Introduction à l'intelligence artificielle générative
Introduction
Attention, ce chapitre peut être un peu complexe pour les néophytes de l’IA ! Il n’est pas nécessaire pour maîtriser les IA génératives mais il n’en est pas moins important, notamment pour comprendre ce qu’il se passe derrière l’interface de dialogue. Pour ceux qui veulent pratiquer tout de suite, je vous recommande directement d’aller au chapitre L’avancée des modèles GPT et leurs alternatives, vous pourrez revenir sur ce chapitre lorsque vous serez plus aguerris.
Historique de l’IA générative
Les premiers concepts et algorithmes
Les premiers concepts d’intelligence artificielle remontent à la première moitié du XXe siècle, lorsque des scientifiques et des penseurs ont commencé à imaginer des machines capables de penser et d’apprendre comme des êtres humains. Les travaux d’Alan Turing, en particulier, ont posé les bases théoriques de l’IA avec son concept de « machine universelle » et le fameux « test de Turing », longtemps considéré comme un critère symbolique de l’intelligence artificielle, même si les débats contemporains ont largement dépassé cette approche.
Les premières tentatives concrètes de création d’algorithmes intelligents ont pris forme dans les années 1950. L’un des projets pionniers significatifs fut celui d’Arthur Samuel sur le jeu de dames, où il a développé l’idée d’apprentissage automatique par auto-amélioration. Ce projet a démontré que les machines pouvaient non seulement suivre un ensemble préétabli de règles, mais aussi apprendre et évoluer à partir de leurs propres expériences.
Un autre jalon historique dans ce domaine est le programme ELIZA, conçu par Joseph Weizenbaum au MIT dans les années 1960. ELIZA était un chatbot primitif capable de simuler une conversation humaine en suivant un script défini. Même s’il ne comprenait pas réellement les conversations, ce programme montrait comment des règles simples pouvaient créer une interaction apparemment intelligente.
Si ELIZA fonctionnait uniquement par règles prédéfinies, les systèmes contemporains reposent sur des approches statistiques massives...
Principe de fonctionnement des modèles de langage
Large Language Models (LLM)
Les grands modèles de langage, ou Large Language Models (LLM), reposent sur une architecture spécifique : celle du Transformer, que nous avons vue précédemment. Les LLM sont des outils d’intelligence artificielle conçus pour comprendre et générer du langage humain. Ils sont entraînés sur de vastes quantités de données textuelles provenant d’Internet, en utilisant des techniques d’apprentissage profond, telles que celles mises en œuvre dans des modèles comme GPT.
Prenons un exemple simple pour illustrer cette puissance : dans la phrase « Le chat qui dort sur le canapé est noir », un modèle traditionnel aurait peut-être eu du mal à relier le mot « noir » à « chat » plutôt qu’à « canapé ». Grâce au mécanisme d’attention du Transformer, le modèle peut facilement établir cette relation, en identifiant que « noir » décrit bien « chat », même si ces deux mots ne sont pas adjacents. Cette capacité à capturer des dépendances complexes dans une phrase rend les Transformers particulièrement efficaces pour comprendre le contexte et les nuances du langage.
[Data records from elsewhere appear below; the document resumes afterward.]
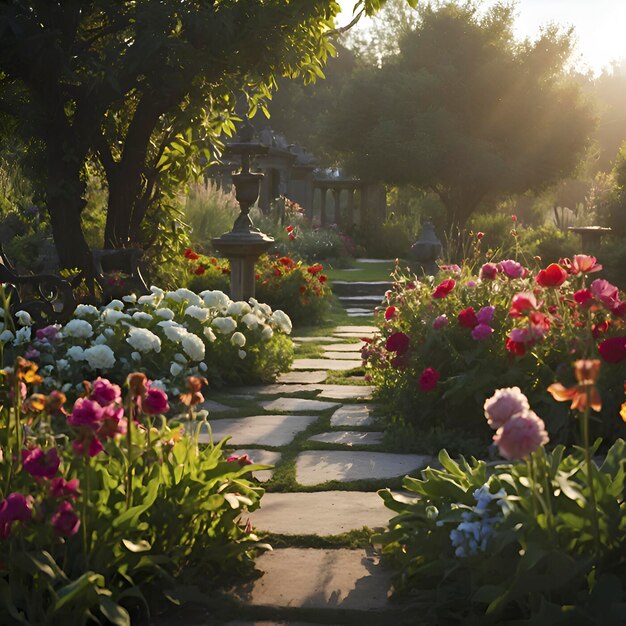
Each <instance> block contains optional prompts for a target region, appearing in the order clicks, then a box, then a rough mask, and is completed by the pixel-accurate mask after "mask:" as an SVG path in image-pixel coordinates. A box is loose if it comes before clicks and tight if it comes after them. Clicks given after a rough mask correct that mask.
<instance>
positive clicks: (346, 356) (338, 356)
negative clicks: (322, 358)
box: [322, 350, 361, 359]
mask: <svg viewBox="0 0 626 626" xmlns="http://www.w3.org/2000/svg"><path fill="white" fill-rule="evenodd" d="M357 355H359V352H329V351H328V350H325V351H324V354H323V355H322V356H323V357H324V358H325V359H354V358H355V357H357ZM357 358H359V359H360V358H361V357H360V356H358V357H357Z"/></svg>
Leur apprentissage commence par un pré-entraînement massif sur d’immenses corpus de textes, au cours duquel le modèle apprend à prédire le mot suivant dans une grande variété de contextes. Cette phase est ensuite complétée par des étapes d’alignement et d’adaptation, destinées à orienter le modèle vers des réponses plus pertinentes, plus sûres et plus adaptées aux usages réels.
Une fois entraînés et alignés, ces modèles ne se limitent plus à compléter des phrases. Ils sont capables d’analyser des documents complexes, de structurer des raisonnements, de reformuler des idées, de générer du code exécutable et d’interagir avec des systèmes externes. Leur force ne réside pas uniquement dans la génération de texte, mais dans...
Conclusion
Les avancées des architectures Transformer ont rendu possible l’émergence de grands modèles de langage capables de comprendre et de structurer des contextes complexes. Ces modèles sont désormais au cœur de systèmes agentiques capables d’organiser des tâches, d’utiliser des outils et d’interagir avec des environnements numériques réels.
La connexion aux systèmes existants - messageries, bases documentaires, logiciels métier - transforme ces capacités en leviers opérationnels. L’IA s’inscrit progressivement dans les flux de travail, participe à l’accès au savoir organisationnel et accompagne la prise de décision. Cette intégration suppose une architecture maîtrisée, une gouvernance claire et un respect rigoureux des exigences réglementaires.
Ce mouvement marque une étape de maturité, l’enjeu devient stratégique. Comprendre ces mécanismes, leurs possibilités et leurs limites, constitue désormais un préalable pour toute organisation souhaitant intégrer durablement l’IA générative à son fonctionnement.